Existem, portanto, momentos propícios, nos quais o meio deve estimular a
aquisição de funções cognitivas que serão pré-requisitos para as aprendizagens escolares
(Piaget,1979). Deve-se lembrar do princípio fundamental de Piaget (1979) que coloca o
desenvolvimento normal da inteligência como uma sucessão estritamente invariável de
fases (sensório-motora, pré-operatória, operatória concreta e formal), na qual o acesso a
fase seguinte necessita da integração da fase precedente, sendo que qualquer
perturbação numa fase acarreta perturbação na seguinte.
Para Piaget (1979), os aspectos citados chamam-se possibilidades do aprender e,
analisar as dificuldades do ponto de vista da criança implica considerar o desejo de
aprender. Trata-se da energia necessária ao bom funcionamento cognitivo. Por isso, o
atendimento psicopedagógico utiliza recursos e matérias que permitem a criança
ampliar o seu mundo de experiências, exercitando a curiosidade, a atenção, o pensar, a
criatividade e o prazer na produção de forma particular e específica. No caso da DI a
ênfase na intervenção, no tratamento básico recairá, portanto, na instauração de
estratégias mais funcionais do processo de aprender.

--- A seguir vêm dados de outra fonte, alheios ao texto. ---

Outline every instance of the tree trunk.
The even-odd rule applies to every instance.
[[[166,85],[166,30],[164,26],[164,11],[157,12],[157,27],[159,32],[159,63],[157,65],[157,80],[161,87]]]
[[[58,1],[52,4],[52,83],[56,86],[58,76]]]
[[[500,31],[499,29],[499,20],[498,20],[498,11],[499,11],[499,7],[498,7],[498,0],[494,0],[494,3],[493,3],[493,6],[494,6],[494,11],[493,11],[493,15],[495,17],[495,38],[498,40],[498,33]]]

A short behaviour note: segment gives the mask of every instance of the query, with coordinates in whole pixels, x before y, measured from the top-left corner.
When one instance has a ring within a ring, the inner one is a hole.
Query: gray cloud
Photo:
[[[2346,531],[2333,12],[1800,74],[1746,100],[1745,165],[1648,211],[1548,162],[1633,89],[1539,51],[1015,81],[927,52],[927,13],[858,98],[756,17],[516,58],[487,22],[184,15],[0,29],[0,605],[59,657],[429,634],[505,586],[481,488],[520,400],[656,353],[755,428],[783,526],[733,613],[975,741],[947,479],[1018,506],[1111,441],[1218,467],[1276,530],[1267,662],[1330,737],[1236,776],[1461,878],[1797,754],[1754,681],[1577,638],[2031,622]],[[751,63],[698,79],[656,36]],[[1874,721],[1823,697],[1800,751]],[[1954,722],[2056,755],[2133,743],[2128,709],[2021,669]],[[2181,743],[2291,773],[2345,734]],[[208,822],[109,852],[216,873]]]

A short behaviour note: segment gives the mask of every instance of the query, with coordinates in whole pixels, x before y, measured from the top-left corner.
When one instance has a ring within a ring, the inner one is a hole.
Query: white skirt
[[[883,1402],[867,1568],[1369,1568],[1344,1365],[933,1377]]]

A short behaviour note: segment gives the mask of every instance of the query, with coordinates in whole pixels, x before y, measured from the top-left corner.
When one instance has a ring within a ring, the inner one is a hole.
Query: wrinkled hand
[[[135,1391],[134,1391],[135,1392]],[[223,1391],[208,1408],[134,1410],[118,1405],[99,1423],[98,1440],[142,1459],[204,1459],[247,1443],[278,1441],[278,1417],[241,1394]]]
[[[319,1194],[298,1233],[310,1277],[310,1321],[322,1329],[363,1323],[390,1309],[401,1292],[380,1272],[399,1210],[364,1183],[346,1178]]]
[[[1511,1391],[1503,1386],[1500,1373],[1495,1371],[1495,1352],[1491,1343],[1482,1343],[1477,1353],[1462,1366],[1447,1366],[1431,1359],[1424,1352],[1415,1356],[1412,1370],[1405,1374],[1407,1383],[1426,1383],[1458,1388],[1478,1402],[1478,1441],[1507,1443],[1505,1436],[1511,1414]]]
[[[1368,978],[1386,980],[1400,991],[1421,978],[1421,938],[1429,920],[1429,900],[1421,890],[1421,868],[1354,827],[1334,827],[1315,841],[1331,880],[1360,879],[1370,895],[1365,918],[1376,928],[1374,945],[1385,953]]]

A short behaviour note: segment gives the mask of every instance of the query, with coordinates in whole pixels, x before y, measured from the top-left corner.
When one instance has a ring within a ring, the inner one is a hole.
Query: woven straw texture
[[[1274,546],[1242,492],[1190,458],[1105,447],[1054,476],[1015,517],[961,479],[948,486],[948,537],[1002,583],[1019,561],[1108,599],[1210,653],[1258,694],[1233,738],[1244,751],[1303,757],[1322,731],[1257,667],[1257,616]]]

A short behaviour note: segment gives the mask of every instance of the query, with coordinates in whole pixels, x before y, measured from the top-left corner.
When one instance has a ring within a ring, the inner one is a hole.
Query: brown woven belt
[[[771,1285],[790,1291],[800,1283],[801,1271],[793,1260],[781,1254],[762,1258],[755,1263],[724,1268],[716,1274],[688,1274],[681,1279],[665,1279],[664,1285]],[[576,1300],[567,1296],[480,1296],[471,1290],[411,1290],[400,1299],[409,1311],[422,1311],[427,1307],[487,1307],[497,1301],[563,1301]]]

3. DEFICIÊNCIA INTELECTUAL
Tudo que se refere à deficiência Intelectual (DI), a sua realidade, o seu
tratamento, sofreu mudanças profundas nos últimos anos quanto ao conceito, análise e
atenção prática. O que hoje entende-se como deficiência intelectual foi identificada e
conhecida no passado, mas apenas passou a ser objeto de atenção pedagógica a menos
de dois séculos.
O conceito de DI é fundamentado no déficit de inteligência, abrangendo várias
causas pré, peri e pós-natais. Entretanto, a variação da inteligência dos DI não
depende somente do seu genótipo, mas também das diferenças ambientais (DIAMENT,
2005). Na nova versão do manual de definição e classificação da American Association
on Mental Retardation (1992), DI é definida
5
A deficiência intelectual refere-se a limitações substanciais
no desenvolvimento corrente. Caracteriza-se por um
funcionamento intelectual significativamente inferior à
média, que ocorre juntamente com limitações associadas
em duas ou mais das seguintes áreas de habilidades
adaptativas possíveis: comunicação, cuidado pessoal, vida
doméstica, habilidades sociais, utilização da comunidade,
autogoverno, saúde e segurança, habilidades acadêmicas
funcionais, lazer e trabalho. (AMERICAN ASSOCIATION
ON MENTAL RETARDATION, 1992-doc. eletrônico).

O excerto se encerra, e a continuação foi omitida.